Relative Bioavailability Study of a Fixed-dose Combination Dolutegravir/Abacavir/Lamivudine Dispersible Tablet

Inclusion Criteria

• Male or female aged between 18 and 65 years of age inclusive, at the time of signing the informed consent.
• Healthy as determined by the investigator or medically qualified designee based on a medical evaluation including medical history, physical examination, laboratory tests and cardiac evaluation (history and ECG). A subject with a clinical abnormality or laboratory parameter(s) which is/are not specifically listed in the inclusion or exclusion criteria, outside the reference range for the population being studied may be included only if the investigator agree and document that the finding is unlikely to introduce additional risk factors and will not interfere with the study procedures.
• Body weight >=50 kilogram (kg) for males and >=45 kg for females and body mass index (BMI) within the range 18.5-31.0 kg/m^2 (inclusive).
• Male or female
• Females of non-reproductive potential defined as pre-menopausal females with documented tubal ligation, documented hysteroscopic tubal occlusion procedure with follow-up confirmation of bilateral tubal occlusion, hysterectomy, documented bilateral oophorectomy, postmenopausal defined as 12 months of spontaneous amenorrhea (in questionable cases a blood sample with simultaneous follicle stimulating hormone [FSH] and estradiol levels consistent with menopause). Females on hormone replacement therapy (HRT) and whose menopausal status is in doubt will be required to use one of the highly effective contraception methods if they wish to continue their HRT during the study. Otherwise, they must discontinue HRT to allow confirmation of post-menopausal status prior to study enrolment.
• Female of reproductive potential and agrees to follow one of the options listed in the Modified List of Highly Effective Methods for Avoiding Pregnancy in Females of Reproductive Potential (FRP) from 30 days prior to the first dose of study medication and until 2 weeks after dosing with study medication and completion of the follow-up visit.
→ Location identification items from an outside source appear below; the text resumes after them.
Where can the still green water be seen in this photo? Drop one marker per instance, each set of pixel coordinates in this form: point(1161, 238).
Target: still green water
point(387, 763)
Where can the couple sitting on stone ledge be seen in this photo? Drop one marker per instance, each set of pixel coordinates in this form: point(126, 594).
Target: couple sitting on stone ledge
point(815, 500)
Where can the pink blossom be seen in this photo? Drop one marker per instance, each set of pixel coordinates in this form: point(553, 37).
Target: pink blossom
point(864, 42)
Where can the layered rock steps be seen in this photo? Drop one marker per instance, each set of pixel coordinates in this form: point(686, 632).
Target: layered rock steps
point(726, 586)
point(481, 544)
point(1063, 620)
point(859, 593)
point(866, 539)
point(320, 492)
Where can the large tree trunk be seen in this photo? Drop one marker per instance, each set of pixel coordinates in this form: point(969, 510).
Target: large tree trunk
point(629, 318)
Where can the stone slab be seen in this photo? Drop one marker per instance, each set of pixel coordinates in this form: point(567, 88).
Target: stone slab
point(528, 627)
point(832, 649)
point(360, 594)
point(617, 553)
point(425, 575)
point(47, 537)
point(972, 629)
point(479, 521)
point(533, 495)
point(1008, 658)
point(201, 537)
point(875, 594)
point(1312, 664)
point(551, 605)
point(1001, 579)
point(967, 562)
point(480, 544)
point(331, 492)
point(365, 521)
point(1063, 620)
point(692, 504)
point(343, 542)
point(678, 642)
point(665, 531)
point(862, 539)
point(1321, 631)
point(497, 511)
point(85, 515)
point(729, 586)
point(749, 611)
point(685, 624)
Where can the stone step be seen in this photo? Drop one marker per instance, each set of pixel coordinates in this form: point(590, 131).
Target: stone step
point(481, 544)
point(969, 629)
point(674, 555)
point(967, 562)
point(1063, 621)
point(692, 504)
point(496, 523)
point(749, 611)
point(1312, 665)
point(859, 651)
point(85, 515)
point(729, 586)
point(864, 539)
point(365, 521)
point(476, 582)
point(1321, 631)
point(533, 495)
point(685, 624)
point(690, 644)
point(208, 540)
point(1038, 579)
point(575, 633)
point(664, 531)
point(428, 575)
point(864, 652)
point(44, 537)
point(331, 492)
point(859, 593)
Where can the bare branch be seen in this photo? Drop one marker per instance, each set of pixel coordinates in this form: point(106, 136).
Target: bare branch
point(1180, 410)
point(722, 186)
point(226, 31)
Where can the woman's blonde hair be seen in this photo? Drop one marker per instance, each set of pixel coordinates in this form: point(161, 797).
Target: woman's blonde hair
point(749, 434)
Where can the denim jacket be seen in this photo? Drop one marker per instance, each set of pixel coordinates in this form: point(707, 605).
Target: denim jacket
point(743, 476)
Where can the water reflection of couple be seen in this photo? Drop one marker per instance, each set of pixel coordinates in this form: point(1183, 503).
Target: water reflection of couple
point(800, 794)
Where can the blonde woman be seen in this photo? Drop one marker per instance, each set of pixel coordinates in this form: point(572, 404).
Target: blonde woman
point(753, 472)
The investigator is responsible for ensuring that subjects understand how to properly use these methods of contraception.
• Capable of giving signed informed consent which includes compliance with the requirements and restrictions listed in the consent form and in this protocol.
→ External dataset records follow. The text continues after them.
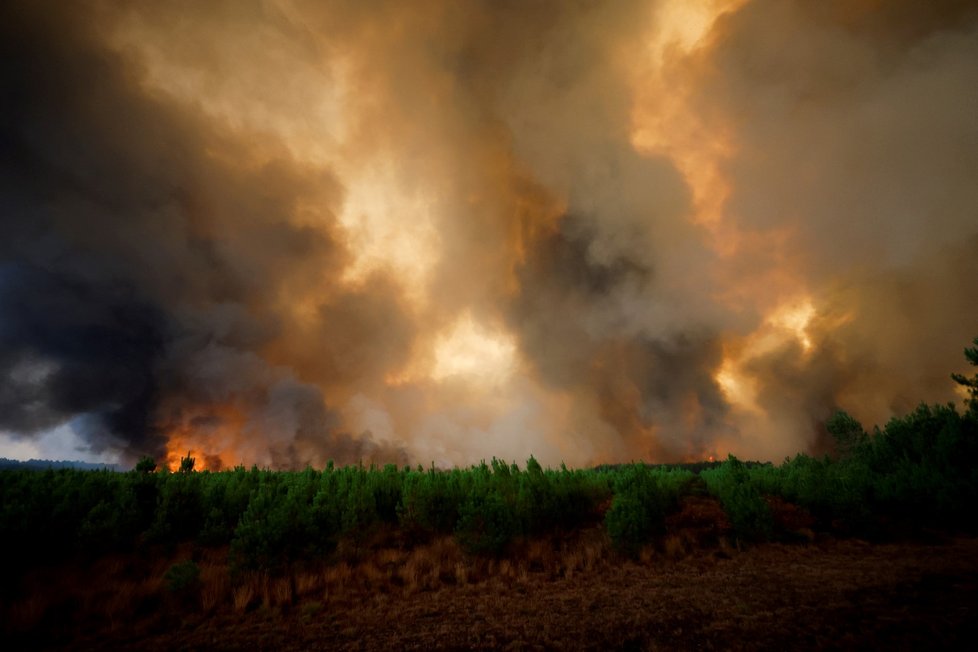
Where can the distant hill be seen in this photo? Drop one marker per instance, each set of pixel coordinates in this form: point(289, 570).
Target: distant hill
point(42, 465)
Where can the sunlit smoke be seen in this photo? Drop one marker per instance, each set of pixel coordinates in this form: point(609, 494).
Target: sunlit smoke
point(284, 232)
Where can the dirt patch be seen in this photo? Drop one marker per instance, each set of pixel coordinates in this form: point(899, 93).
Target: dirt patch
point(829, 594)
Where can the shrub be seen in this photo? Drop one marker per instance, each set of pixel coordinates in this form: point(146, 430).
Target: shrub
point(637, 510)
point(182, 577)
point(486, 524)
point(747, 510)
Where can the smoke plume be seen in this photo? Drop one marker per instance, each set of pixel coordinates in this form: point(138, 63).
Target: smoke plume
point(283, 231)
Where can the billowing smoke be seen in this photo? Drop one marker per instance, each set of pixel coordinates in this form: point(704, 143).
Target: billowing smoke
point(282, 232)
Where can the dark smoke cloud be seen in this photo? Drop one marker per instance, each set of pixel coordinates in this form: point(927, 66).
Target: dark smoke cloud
point(182, 259)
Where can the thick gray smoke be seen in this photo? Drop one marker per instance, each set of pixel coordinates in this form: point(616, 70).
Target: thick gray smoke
point(286, 231)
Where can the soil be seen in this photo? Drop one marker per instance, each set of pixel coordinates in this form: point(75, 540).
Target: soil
point(830, 594)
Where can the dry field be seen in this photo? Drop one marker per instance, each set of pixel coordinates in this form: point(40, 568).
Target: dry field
point(827, 594)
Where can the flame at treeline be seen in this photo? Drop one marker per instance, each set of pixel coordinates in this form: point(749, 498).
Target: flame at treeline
point(280, 232)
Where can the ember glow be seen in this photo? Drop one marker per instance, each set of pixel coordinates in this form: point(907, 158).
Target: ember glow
point(284, 232)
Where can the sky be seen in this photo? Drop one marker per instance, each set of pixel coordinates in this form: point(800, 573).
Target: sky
point(280, 232)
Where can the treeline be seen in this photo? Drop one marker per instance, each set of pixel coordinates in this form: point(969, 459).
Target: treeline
point(919, 471)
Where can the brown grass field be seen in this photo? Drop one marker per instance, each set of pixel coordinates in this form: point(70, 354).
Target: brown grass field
point(693, 590)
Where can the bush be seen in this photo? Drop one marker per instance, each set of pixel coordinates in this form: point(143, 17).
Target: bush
point(638, 509)
point(746, 508)
point(182, 577)
point(486, 524)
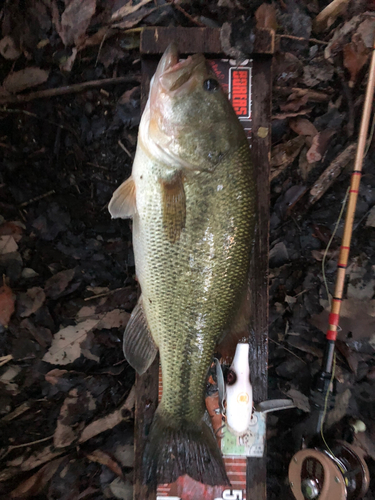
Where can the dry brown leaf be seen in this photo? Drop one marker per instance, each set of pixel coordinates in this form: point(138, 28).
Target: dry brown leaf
point(111, 420)
point(75, 20)
point(356, 55)
point(35, 484)
point(28, 303)
point(265, 16)
point(6, 305)
point(284, 154)
point(294, 103)
point(8, 48)
point(103, 458)
point(328, 16)
point(57, 284)
point(25, 79)
point(54, 376)
point(128, 9)
point(67, 343)
point(7, 244)
point(303, 126)
point(12, 228)
point(319, 145)
point(356, 316)
point(68, 429)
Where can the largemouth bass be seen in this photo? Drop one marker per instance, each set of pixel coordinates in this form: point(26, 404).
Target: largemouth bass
point(192, 199)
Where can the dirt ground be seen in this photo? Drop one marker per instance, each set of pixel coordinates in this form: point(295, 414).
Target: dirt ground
point(68, 276)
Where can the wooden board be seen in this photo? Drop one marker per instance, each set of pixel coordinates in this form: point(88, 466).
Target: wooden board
point(207, 40)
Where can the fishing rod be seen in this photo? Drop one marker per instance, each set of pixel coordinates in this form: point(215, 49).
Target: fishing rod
point(337, 470)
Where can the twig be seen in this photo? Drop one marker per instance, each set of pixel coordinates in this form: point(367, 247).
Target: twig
point(330, 174)
point(124, 148)
point(24, 445)
point(186, 14)
point(283, 347)
point(102, 294)
point(313, 95)
point(300, 39)
point(5, 359)
point(37, 198)
point(69, 89)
• Documentation that the subject is negative for the human leukocyte antigen (HLA)-B*5701 allele.

Exclusion Criteria

• ALT and bilirubin >1.5xULN (isolated bilirubin >1.5xULN is acceptable if bilirubin is fractionated and direct bilirubin <35%).
• Current or chronic history of liver disease, or known hepatic or biliary abnormalities (with the exception of Gilbert's syndrome or asymptomatic gallstones).
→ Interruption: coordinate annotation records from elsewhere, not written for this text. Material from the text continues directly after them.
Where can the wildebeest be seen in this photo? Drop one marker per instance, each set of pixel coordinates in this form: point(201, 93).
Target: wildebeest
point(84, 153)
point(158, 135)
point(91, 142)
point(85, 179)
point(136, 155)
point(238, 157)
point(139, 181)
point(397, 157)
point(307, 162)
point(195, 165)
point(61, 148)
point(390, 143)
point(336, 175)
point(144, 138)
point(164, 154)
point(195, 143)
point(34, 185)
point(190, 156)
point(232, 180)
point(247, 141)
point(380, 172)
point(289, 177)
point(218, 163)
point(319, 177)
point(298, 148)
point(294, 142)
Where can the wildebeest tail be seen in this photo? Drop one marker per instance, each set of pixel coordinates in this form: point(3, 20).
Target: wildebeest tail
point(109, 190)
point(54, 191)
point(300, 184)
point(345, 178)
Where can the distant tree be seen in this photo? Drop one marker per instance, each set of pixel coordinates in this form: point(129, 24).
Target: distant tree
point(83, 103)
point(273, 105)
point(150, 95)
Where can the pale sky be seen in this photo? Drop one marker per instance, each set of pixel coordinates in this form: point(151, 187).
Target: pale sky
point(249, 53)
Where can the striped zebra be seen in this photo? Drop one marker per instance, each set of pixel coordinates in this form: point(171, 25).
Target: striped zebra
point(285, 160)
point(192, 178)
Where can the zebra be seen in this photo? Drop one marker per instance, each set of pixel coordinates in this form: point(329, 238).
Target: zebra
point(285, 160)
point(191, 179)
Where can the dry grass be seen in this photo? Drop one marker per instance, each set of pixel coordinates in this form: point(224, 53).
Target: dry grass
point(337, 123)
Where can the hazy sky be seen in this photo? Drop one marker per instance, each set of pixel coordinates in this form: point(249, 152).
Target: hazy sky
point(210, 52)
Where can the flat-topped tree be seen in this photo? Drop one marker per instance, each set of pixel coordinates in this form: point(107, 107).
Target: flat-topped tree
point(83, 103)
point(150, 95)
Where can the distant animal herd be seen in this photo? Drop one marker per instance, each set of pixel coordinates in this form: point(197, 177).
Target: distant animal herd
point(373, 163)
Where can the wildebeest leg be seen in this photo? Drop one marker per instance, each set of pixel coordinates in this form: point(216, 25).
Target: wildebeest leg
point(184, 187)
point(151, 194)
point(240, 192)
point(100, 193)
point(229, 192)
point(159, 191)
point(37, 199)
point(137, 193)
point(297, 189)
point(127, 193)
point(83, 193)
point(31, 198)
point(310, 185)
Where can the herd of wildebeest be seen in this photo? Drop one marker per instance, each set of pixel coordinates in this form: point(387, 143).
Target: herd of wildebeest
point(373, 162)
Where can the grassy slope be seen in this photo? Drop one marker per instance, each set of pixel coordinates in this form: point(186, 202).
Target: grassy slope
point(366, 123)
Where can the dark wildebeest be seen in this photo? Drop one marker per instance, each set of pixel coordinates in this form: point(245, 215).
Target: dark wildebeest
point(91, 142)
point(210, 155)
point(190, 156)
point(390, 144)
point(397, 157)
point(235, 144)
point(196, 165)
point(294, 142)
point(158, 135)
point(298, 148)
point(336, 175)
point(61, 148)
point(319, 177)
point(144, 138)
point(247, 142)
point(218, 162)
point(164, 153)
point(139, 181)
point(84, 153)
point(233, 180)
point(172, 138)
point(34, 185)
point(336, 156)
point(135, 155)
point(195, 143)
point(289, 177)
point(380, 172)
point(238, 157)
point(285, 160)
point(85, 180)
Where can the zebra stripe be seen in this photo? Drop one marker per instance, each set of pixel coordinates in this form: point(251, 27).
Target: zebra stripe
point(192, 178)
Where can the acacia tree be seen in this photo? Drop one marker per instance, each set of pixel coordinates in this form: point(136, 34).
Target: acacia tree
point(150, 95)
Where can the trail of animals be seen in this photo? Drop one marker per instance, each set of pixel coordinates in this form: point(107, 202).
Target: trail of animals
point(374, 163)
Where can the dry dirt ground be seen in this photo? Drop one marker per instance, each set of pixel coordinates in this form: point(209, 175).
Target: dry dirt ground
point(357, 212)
• QT interval corrected for heart rate according to Fridericia's formula (QTcF) >450 milliseconds (msec). The specific formula that will be used to determine eligibility and discontinuation for an individual subject should be determined prior to initiation of the study. In other words, several different formulae cannot be used to calculate the QTc for an individual subject and then the lowest QTc value used to include or discontinue the subject from the trial.
• Unable to refrain from the use of prescription (i.e., dofetilide) or non-prescription drugs, including vitamins, herbal and dietary supplements (including St John's Wort) within 7 days (or 14 days if the drug is a potential enzyme inducer) or 5 half-lives (whichever is longer) prior to the first dose of study medication, unless in the opinion of the Investigator and GSK Medical Monitor the medication will not interfere with the study procedures or compromise subject safety.
• History of regular alcohol consumption within 6 months of the study defined as: An average weekly intake of >14 drinks for males or >7 drinks for females. One drink is equivalent to 12 gram of alcohol: 12 ounces (360 mL) of beer, 5 ounces (150 mL) of wine or 1.5 ounces (45 mL) of 80 proof distilled spirits.
• Urinary cotinine levels indicative of smoking or history or regular use of tobacco- or nicotine-containing products within 1 month prior to screening.
• History of sensitivity to any of the study medications, or components thereof or a history of drug or other allergy that, in the opinion of the investigator or Medical Monitor, contraindicates their participation.
• Creatinine clearance (CrCL) <60 mL/min
• Presence of HBsAg, positive hepatitis C antibody test result at screening or within 3 months prior to first dose of study treatment.
• A positive pre-study drug/alcohol screen.
• A positive test for HIV antibody.
• Where participation in the study would result in donation of blood or blood product in excess of 500 mL within 56 days.
• The subject has participated in a clinical trial and has received an investigational product within the following time period prior to the first dosing day in the current study: 30 days, 5 half-lives or twice the duration of the biological effect of the investigational product (whichever is longer).
• Exposure to more than four new chemical entities within 12 months prior to the first dosing day.